Guardant Health’s best-known products, Guardant360 and GuardantOMNI, are liquid biopsy tests with many essential applications. Guardant360 helps healthcare professionals match cancer patients with the best treatment options. Meanwhile, GuardantOMNI helps pharmaceutical companies identify patients with the right profile for their clinical studies.

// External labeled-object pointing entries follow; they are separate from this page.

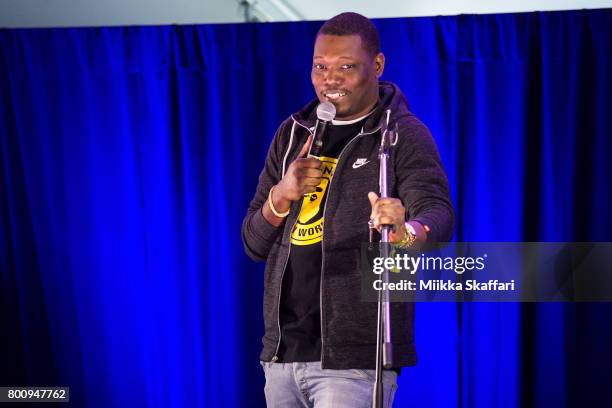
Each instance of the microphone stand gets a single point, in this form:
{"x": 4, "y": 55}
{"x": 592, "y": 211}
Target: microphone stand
{"x": 384, "y": 355}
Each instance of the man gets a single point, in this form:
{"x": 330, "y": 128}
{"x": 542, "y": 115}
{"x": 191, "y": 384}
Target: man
{"x": 310, "y": 216}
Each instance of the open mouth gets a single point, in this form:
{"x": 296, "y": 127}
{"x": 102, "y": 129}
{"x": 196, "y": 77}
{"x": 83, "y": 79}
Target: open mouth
{"x": 334, "y": 94}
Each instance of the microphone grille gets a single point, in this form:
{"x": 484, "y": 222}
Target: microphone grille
{"x": 326, "y": 111}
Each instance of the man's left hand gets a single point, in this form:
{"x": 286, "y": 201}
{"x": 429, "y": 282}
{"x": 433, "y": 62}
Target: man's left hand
{"x": 388, "y": 211}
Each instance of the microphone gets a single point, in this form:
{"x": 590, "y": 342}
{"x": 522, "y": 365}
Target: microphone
{"x": 326, "y": 111}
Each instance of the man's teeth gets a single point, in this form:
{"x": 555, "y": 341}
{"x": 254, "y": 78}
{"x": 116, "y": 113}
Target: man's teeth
{"x": 335, "y": 95}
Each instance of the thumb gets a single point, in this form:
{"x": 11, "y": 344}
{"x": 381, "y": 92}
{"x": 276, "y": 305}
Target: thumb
{"x": 373, "y": 197}
{"x": 306, "y": 147}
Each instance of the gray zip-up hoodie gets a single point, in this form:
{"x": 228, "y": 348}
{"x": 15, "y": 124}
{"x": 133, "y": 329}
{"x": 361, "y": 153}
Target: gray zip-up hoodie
{"x": 416, "y": 176}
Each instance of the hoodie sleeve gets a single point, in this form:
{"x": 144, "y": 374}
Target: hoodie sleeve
{"x": 422, "y": 181}
{"x": 258, "y": 235}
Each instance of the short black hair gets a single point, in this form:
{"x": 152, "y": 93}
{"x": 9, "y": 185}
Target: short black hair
{"x": 351, "y": 24}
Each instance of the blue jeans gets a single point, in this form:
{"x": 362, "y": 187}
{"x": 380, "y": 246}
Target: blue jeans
{"x": 307, "y": 385}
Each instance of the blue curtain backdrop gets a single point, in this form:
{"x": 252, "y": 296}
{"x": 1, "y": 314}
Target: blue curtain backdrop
{"x": 128, "y": 156}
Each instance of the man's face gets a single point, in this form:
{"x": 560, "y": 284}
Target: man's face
{"x": 344, "y": 74}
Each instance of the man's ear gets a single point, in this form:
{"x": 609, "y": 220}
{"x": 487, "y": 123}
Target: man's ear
{"x": 379, "y": 64}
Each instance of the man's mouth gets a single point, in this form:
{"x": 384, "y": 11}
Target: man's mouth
{"x": 334, "y": 94}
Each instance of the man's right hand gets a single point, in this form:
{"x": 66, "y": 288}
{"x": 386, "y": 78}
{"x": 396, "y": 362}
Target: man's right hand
{"x": 302, "y": 177}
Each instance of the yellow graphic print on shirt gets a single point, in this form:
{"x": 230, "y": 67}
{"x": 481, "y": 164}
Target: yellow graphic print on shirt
{"x": 309, "y": 227}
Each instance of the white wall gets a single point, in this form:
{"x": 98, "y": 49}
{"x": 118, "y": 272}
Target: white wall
{"x": 72, "y": 13}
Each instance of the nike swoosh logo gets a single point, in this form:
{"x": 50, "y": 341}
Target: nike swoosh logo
{"x": 359, "y": 163}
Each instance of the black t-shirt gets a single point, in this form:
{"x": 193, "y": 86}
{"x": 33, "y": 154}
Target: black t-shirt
{"x": 300, "y": 315}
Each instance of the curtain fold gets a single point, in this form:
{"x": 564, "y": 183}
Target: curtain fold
{"x": 128, "y": 156}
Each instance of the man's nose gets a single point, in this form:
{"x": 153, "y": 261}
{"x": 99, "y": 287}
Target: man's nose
{"x": 333, "y": 76}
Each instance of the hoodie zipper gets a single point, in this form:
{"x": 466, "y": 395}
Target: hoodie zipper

The benefits of these products include faster diagnostics, lower healthcare costs and better health outcomes. Guardant Health’s liquid biopsy tests have found market success. Over the past three years, the company’s quarterly sales have skyrocketed.GH Revenue (Quarterly) Chart

GH Revenue (Quarterly) data by YCharts

Guardant Health’s revenue growth in recent years is largely due to the success of Guardant360 and GuardantOMNI. Additionally, the company has both short and long-term catalysts that investors look forward to. First, sales of the Guardant360 should continue to rise this year.

Guardant Health recently reported data from a study showing that this product outperformed tissue biopsy in genomic profiling of advanced non-small cell lung cancer. Tissue biopsies are invasive surgical procedures performed to detect cancer.

Lung cancer is the leading cause of cancer death in the US, and non-small cell lung cancer is the most common form of lung cancer. These results will help the Guardant360 make even more progress in its addressable market.

In addition, the company is currently developing two products, Lunar-1 and Lunar-2. The first is for the detection of residual and recurrent cancer. Lunar-2 will focus on the early detection of cancer. Guardant Health sees a $ 45 billion opportunity for both products if current studies confirm their effectiveness.

It will take time for the data to come in, but patient investors would do well to monitor the progress of these programs. Thanks to these catalysts, Guardant Health appears to be an excellent stock to buy and hold until 2021 and beyond.